Sen. Susan Collins, R-Maine, told Adams she’s certain he was nominated for the job because of his testimony last year at a hearing she conducted on opioid use among seniors.

“I’m absolutely certain of that, too, senator,” Adams replied to laughter.

After getting an impromptu hug at the witness table from “my beautiful little daughter, Millie,” Adams said in his prepared statement that one of his priorities as surgeon general would be addressing the opioid addiction crisis. A White House commission called for a national emergency over the opioid epidemic in a report released Monday.

Adams also said he would make “wellness and community and employer engagement a centerpiece of my agenda.”

“I promise you that I will continue my strong and well-documented track record of reaching out to everyone, regardless of their politics, beliefs, culture or geography,” he said.

Adams, an African-American, praised Wisconsin Sen. Tammy Baldwin, the first openly gay person to be elected to the Senate, saying he knows what it’s like to be “the only minority in the room.”

Adams grew up on a family farm in Maryland and made Indiana home after attending Indiana University School of Medicine and the University of California, Berkley.

An anesthesiologist who has a master’s degree in public health, Adams was appointed to his current position in 2014 by then-Gov. Mike Pence. If confirmed, as expected, for a four-year term, he would be the latest Pence person to join the Trump administration to work on health care. Seema Verma, the Indiana health care consultant who worked with Pence on Indiana’s alternative Medicaid program, runs the Centers for Medicare and Medicaid Services.

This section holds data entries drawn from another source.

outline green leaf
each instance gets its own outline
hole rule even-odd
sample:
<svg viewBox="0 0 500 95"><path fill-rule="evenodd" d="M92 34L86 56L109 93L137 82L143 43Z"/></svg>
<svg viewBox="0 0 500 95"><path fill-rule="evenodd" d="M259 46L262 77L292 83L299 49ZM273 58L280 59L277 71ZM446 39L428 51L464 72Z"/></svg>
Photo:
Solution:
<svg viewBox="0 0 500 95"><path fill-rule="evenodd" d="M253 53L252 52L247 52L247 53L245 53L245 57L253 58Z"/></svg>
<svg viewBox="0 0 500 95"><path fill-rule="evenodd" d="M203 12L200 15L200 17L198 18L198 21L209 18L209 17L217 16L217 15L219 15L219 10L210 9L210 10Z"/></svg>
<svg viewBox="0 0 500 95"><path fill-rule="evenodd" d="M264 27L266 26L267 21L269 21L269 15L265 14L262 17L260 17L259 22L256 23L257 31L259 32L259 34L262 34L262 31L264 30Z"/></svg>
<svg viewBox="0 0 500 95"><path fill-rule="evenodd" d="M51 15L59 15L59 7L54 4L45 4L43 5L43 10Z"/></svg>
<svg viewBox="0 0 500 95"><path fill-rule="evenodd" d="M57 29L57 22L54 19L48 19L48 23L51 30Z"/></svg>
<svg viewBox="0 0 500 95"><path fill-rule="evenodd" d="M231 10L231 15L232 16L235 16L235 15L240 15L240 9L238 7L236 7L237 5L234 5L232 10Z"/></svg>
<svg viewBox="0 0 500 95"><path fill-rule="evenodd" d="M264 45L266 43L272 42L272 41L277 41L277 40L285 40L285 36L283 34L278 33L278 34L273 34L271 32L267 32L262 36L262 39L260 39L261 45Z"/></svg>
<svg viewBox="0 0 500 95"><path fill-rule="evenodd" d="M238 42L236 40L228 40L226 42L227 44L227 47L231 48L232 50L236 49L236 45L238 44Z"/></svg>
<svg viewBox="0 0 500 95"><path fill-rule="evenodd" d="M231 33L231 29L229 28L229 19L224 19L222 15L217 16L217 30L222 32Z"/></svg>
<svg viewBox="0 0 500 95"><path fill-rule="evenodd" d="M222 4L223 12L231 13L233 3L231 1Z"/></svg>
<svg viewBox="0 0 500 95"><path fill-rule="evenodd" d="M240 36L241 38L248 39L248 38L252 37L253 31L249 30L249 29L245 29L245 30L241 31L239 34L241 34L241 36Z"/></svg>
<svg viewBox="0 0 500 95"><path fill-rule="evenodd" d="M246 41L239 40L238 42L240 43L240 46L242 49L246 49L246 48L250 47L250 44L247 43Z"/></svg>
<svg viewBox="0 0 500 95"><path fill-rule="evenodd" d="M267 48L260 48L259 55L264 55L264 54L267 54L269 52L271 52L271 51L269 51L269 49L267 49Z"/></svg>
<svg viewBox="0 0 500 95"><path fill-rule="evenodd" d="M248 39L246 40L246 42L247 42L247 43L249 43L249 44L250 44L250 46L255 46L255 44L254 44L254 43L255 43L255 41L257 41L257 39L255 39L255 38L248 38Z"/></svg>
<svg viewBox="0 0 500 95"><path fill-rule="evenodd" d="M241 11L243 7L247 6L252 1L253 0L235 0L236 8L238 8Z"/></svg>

Four former Pence aides also have significant policy posts at the U.S. Department of Health and Human Services.

Sometimes called the “nation’s doctor,” the surgeon general oversees the U.S. Public Health Service Commissioned Corps.

“He really is responsible for helping to highlight evidence-based solutions to some of our most difficult public health issues,” said Paul Halverson, dean of Indiana University’s Richard M. Fairbanks School of Public Health.

Murthy, the last surgeon general, issued a landmark report in 2016 placing drug and alcohol addiction alongside other major public health crisis of the past half-century.

But the post has diminished in importance since Surgeon General C. Everett Koop spoke out against smoking and AIDS in the 1980s, said Tom Miller, a health policy expert at the American Enterprise Institute.

“Good people may try to do things, but it just hasn’t had a big impact on our health policy for several decades,” he said.

Sen. Sheldon Whitehouse, D-R.I., urged Adams to use the position to make sure people in the end stages of life get only the care they want.

Sen. Christopher Murphy, D-Conn., said Adams should address gun violence, which the American Medical Association has called a health hazard.

Adams, a gun owner, said there are evidence-based programs that can lower gun violence if people are “willing to stop demonizing each other.”

The Senate panel is scheduled to vote on Adams’ nomination Wednesday. Tennessee Sen. Lamar Alexander, the panel’s chairman, said the full Senate could take up the nomination “soon thereafter.”